I had NO idea that pregnancy nausea could feel this way. Crazy, right? From my current perspective, looking back at my pregnancy with Owen I wasn't sick at all.
I remember feeling gross at night before bed. I didn't feel well when I got up for work in the mornings, but I could usually keep moving and I'd feel a bit better after eating.
I keep thinking that if I eat something then my stomach will feel more at ease, but it is not so.
I woke up around 3 am a few nights ago and felt so sick that I was concerned that I had the stomach virus or something worse.
It was awful.
But, you know, though it's not easy and not very fun, I'm so so comforted by the nausea and don't wish it away at all. In fact, when I start feeling a little better (which weirdly enough happens around dinner each night) I start to freak out a little bit.
I was (and still am) overwhelmed by all your thoughtful and prayerful comments. Thank you so much. We are very much in need of you prayers. Some days are easier than others. I was not doing all that well on Sunday. I just felt such despair and sadness. I don't want to be separated from another child. I look ahead to the next 7 months and wonder how we'll make it through.

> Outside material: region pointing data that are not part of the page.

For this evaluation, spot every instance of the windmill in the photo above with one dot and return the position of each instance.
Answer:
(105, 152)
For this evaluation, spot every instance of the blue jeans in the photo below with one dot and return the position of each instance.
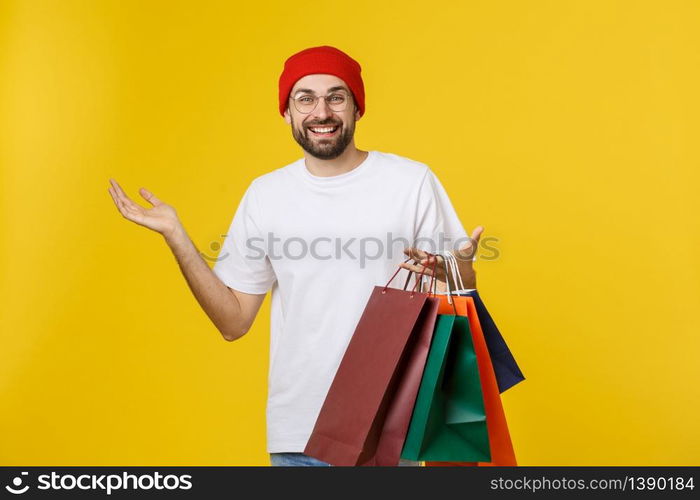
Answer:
(301, 460)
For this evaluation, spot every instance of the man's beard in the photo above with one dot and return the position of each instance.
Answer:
(324, 148)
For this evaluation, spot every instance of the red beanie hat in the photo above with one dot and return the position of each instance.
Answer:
(324, 60)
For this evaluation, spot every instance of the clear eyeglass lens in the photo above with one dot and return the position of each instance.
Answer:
(306, 103)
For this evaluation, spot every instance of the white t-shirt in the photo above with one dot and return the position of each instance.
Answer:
(321, 244)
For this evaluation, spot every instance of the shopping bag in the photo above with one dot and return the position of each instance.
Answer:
(506, 369)
(449, 421)
(366, 412)
(501, 447)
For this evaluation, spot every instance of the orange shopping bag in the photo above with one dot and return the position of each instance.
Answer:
(502, 453)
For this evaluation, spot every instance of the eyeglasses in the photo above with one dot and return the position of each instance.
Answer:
(306, 103)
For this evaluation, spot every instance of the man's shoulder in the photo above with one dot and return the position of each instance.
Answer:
(275, 179)
(399, 166)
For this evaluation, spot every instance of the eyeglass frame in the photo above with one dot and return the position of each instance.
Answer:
(318, 99)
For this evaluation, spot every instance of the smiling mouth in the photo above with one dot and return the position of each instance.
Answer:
(324, 131)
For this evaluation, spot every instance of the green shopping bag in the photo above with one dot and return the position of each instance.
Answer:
(449, 421)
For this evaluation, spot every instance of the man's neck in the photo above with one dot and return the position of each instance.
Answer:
(351, 158)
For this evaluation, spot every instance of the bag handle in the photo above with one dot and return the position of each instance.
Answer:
(455, 267)
(446, 262)
(409, 277)
(419, 278)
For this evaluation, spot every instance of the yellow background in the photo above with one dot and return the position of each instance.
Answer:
(568, 129)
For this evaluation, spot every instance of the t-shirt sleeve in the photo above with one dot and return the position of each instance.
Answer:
(438, 227)
(243, 263)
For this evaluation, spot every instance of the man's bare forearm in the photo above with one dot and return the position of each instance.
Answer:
(213, 295)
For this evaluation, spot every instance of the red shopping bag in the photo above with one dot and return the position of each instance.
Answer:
(366, 413)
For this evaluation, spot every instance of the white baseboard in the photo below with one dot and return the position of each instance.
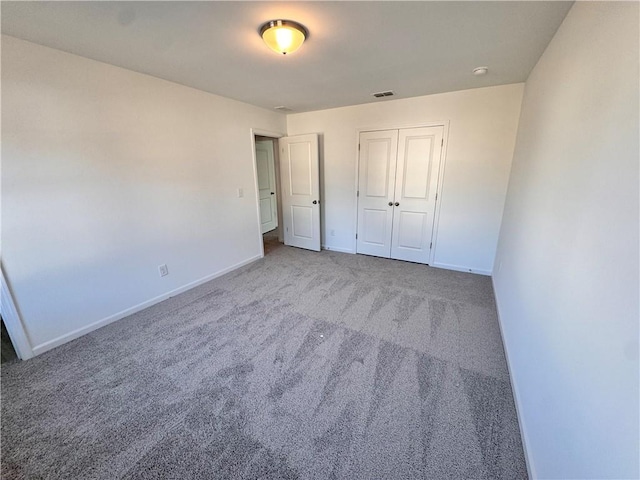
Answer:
(337, 249)
(67, 337)
(13, 323)
(514, 390)
(459, 268)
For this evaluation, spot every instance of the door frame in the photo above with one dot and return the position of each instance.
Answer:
(11, 319)
(276, 158)
(441, 167)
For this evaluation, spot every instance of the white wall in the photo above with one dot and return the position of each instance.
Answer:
(483, 125)
(107, 174)
(567, 288)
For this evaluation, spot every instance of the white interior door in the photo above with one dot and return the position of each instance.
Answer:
(266, 185)
(397, 192)
(377, 171)
(416, 185)
(300, 191)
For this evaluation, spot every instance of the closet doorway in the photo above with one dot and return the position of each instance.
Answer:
(268, 182)
(398, 177)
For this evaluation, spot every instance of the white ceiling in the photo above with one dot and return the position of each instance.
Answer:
(353, 49)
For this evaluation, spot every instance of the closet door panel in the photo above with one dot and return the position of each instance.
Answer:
(419, 151)
(376, 191)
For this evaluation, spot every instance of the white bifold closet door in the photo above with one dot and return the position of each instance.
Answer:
(398, 181)
(299, 169)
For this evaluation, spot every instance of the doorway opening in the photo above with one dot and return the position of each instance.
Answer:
(7, 351)
(269, 197)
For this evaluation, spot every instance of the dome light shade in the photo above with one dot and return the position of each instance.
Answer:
(283, 36)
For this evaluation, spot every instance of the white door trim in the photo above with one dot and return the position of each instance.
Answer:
(262, 133)
(11, 318)
(441, 167)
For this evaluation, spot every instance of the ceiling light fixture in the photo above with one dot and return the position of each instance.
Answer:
(283, 36)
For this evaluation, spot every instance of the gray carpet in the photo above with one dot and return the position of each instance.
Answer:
(301, 365)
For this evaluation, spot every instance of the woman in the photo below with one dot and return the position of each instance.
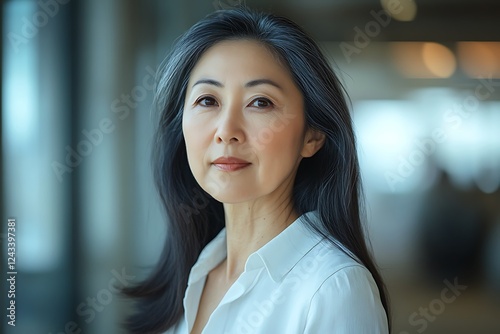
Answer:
(256, 166)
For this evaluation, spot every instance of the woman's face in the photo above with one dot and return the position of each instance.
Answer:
(243, 124)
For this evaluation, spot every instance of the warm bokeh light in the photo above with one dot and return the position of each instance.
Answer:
(439, 59)
(401, 10)
(479, 59)
(423, 60)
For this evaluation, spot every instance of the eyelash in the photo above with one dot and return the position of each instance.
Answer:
(202, 98)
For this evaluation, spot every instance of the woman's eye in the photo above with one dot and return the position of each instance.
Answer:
(261, 103)
(207, 101)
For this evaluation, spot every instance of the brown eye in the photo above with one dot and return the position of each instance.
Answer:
(207, 101)
(261, 103)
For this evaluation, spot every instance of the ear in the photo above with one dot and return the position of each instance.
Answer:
(313, 141)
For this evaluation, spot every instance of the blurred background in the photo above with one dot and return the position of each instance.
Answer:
(76, 122)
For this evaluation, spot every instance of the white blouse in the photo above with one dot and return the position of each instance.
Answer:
(297, 283)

I get overwhelmed very easily.
I need to be reminded to rest each day in God's love and goodness, in his sovereignty and power. I need to be reminded of true things, constantly.
Not things that sway with emotion or things that come from the world-
But the true and beautiful things of God.
Blessed be the Lord, who daily bears us up; God is our salvation. Psalm 68:19
I have another ultrasound on Friday. I think I'll be 6 weeks then and I pray we are able to see one of the most beautiful sights and sounds on Earth. A heartbeat.
I haven't seen a heartbeat since Owen. I was 34 weeks the last time I saw his heart beating- two weeks later, there was silence and stillness.
We never saw our chipmunk's heart beating. We didn't have an ultrasound with sunshine; we were scheduled for one the week after our sweet baby died.
Needless to say, I am aching for the sight and sound of this baby's heart. Despite the nausea and other symptoms, I worry about this little one. a lot.
Please pray for us- 8:30am on Friday. I will post as soon as I can that day, hopefully with wonderful news.